Hello Pytorch coders,
I’ve used Pytorch for a few months. But I recently want to create a customized pooling layer which is similar to the “Max-Pooling Dropout” layer and I think Pytorch provided us a bunch of tools to build such a layer I need. Here is my approach:
- use MaxPool2d with indices returned
- set tensor[indices] to zero
- I want it behaves like torch.take (without flatten) if possible.
here is how to get the “index tensor”. (I think it is called “index tensor”. correct me if I was wrong)
input1 = torch.randn(1, 1, 6, 6)
m = nn.MaxPool2d(2,2, return_indices=True)
val, indx = m(input1)
indx is the “index tensor” which can be used easily as
torch.take(input1, indx)
No flatten needed, no argument needed to set dimension. I think it make sense since indx is generated from input1.
Question: how do I set the values input1 pointed by indx to 0 in the “torch.take” style?

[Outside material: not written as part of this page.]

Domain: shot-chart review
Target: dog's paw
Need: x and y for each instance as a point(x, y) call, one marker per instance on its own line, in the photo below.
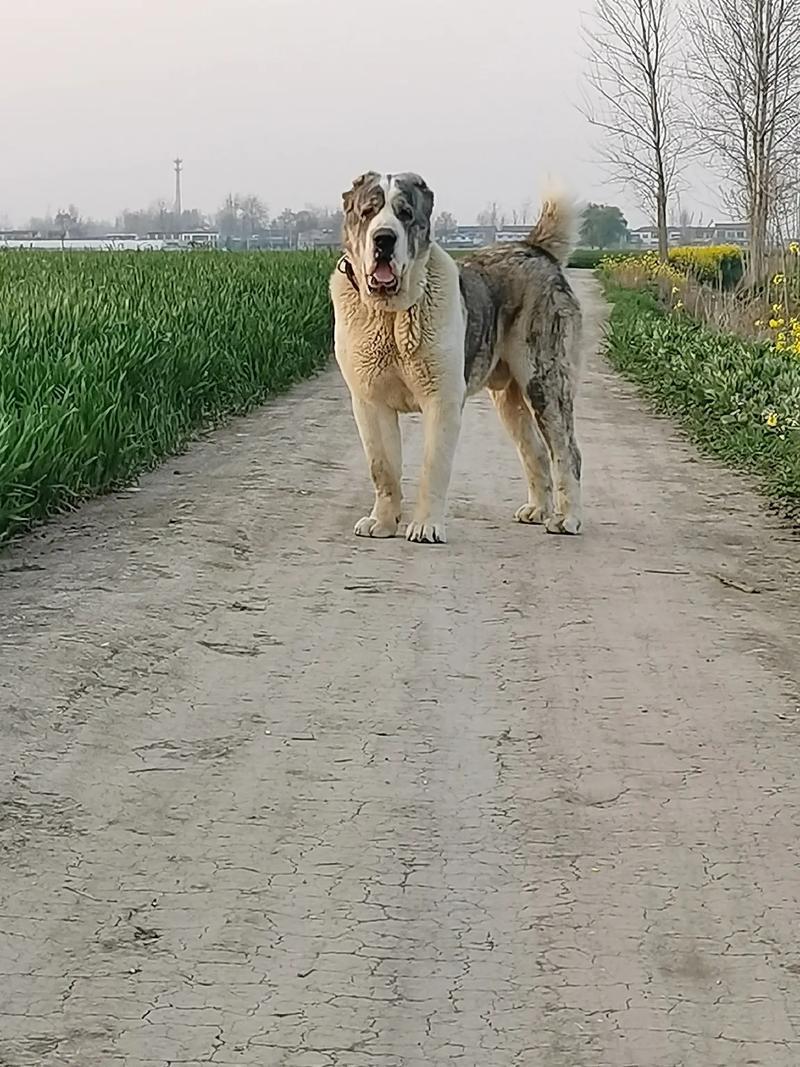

I saw some answers like input1.flatten().scatter_(dim=-1, index=indx.flatten(), value=0.).reshape_as(input1)
. But I don’t think PyTorch returning such “index tensor” thing which cannot be applied directly. (Maybe I was wrong.)
Is there something like
torch.set_value(input1, indx, 0) ?
Update: if I use input1.flatten().scatter_(dim=-1, index=indx.flatten(), value=-5.).reshape_as(input1)
with GPU (torch.version=1.12.1+cu113), then I got the inplace error:
Traceback (most recent call last):
File "v1.1c.py", line 120, in <module>
loss.backward()
File "/opt/software/anaconda3/lib/python3.7/site-packages/torch/_tensor.py", line 396, in backward
torch.autograd.backward(self, gradient, retain_graph, create_graph, inputs=inputs)
File "/opt/software/anaconda3/lib/python3.7/site-packages/torch/autograd/__init__.py", line 175, in backward
allow_unreachable=True, accumulate_grad=True) # Calls into the C++ engine to run the backward pass
RuntimeError: one of the variables needed for gradient computation has been modified by an inplace operation: [torch.cuda.FloatTensor [8, 512, 6, 6]], which is output 0 of ReluBackward0, is at version 1; expected version 0 instead. Hint: the backtrace further above shows the operation that failed to compute its gradient. The variable in question was changed in there or anywhere later. Good luck!